Een andere voorgestelde oplossing is het ontwikkelen van testimonial tools door en voor boeren. Boeren laten zich namelijk vooral overtuigen door de positieve ervaringen van andere boeren met smart farming-technieken. Een aanvullende suggestie is de introductie van een zogeheten ‘tech coach’. Deze tech coach zou de kloof tussen de kopgroep van smart farming-gebruikers en de rest van de boeren kunnen verkleinen.

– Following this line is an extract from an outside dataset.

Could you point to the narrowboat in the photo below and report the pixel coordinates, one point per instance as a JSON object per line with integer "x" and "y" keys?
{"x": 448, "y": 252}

De deelnemers zagen ook kansen om de toepassing van smart farming technieken te vergroten door de samenwerking in de hele keten (onderwijs, onderzoek, beleid, boeren en bedrijven) te verbeteren. En tot slot zou de bereidheid onder boeren om deze technieken toe te passen enorm toenemen als consumenten overtuigd kunnen worden om hogere prijzen voor hun voedsel te betalen.

"Even for robotics and AI, it all comes down to people sharing experiences and collaborating, and this study tour provided a perfect opportunity to do this."

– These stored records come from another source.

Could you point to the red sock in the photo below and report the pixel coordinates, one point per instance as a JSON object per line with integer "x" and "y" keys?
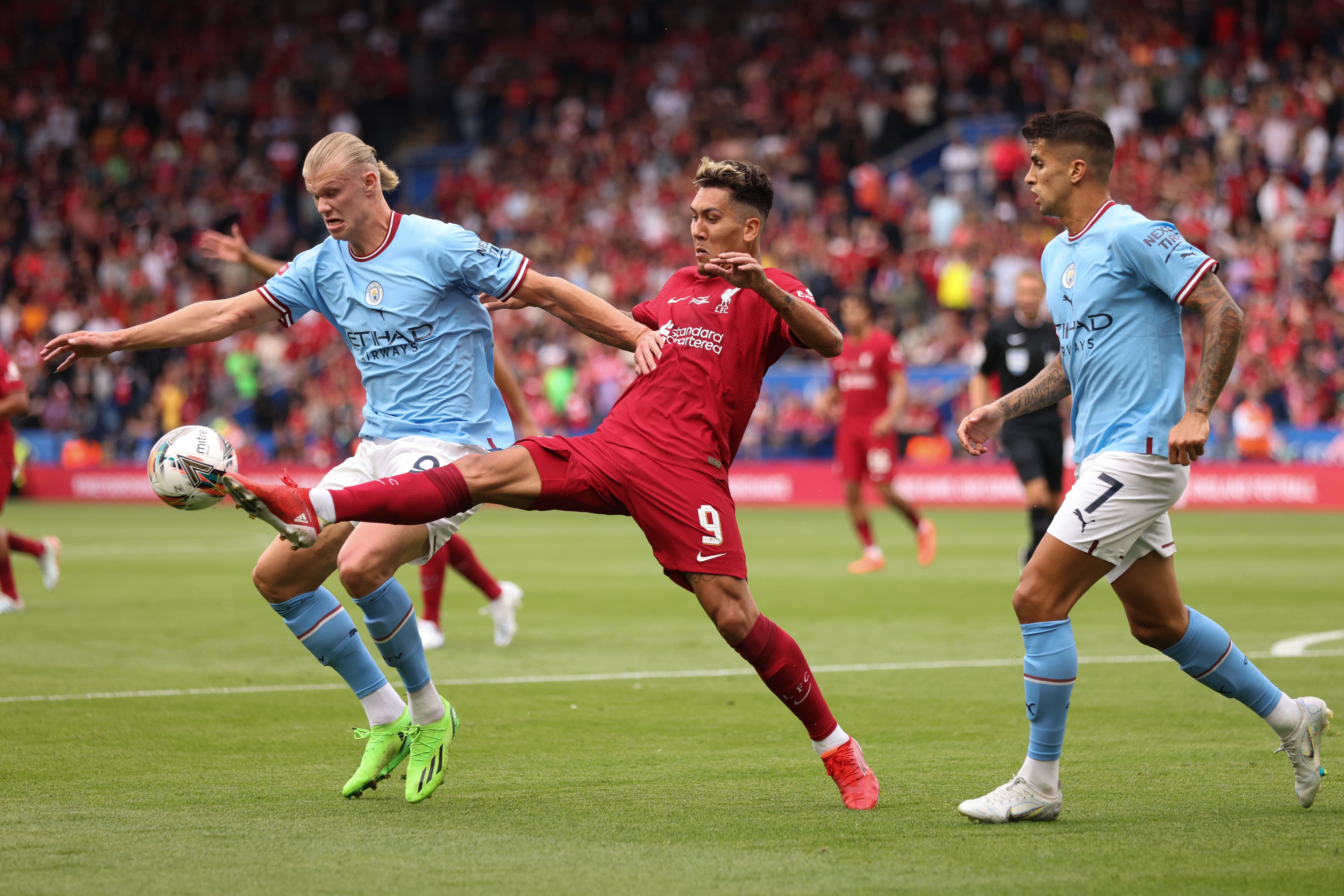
{"x": 7, "y": 577}
{"x": 27, "y": 546}
{"x": 432, "y": 584}
{"x": 786, "y": 672}
{"x": 865, "y": 534}
{"x": 406, "y": 499}
{"x": 464, "y": 561}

Maxime Bonnave (project engineer bij CARAH - nonprofitorganisatie van agrarische diensten in de Waalse provincie Henegouwen)

Concrete resultaten op de korte termijn

Deze studiereis heeft in de paar weken na afloop al geleid tot enkele concrete afspraken tussen Waalse, Vlaamse en Nederlandse partners. Vanuit Wallonië is bijvoorbeeld contact gezocht met Nederland om persoonlijke ervaringen van boeren met smart farming technieken uit te wisselen. Ook wil het Waalse WalDigiFarm samen met het Vlaamse onderzoeksinstituut ILVO en de Nederlandse sectororganisatie BO Akkerbouw onderzoeken of zij gezamenlijk een Code of Conduct Data Use Agrifood kunnen opstellen. Daarnaast zal de Aeres Hogeschool deze zomer twee keer een Vlaamse hogeschool bezoeken om verdere samenwerkingsmogelijkheden te verkennen. Het LAN-team  Brussel zal in juli 2024, op uitnodiging van WalDigiFarm, deelnemen aan een rondleiding langs smart farming bedrijven tijdens de Waalse landbouwbeurs Libramont. Tot slot zal in samenwerking met het LAN-team Brussel worden gekeken of Nederlandse smart farming bedrijven geïnteresseerd zijn in deelname aan het Waalse biologische event « Journées Interprofesionnelles du Bio”, dat in juli 2025 in de omgeving van Luik zal worden georganiseerd.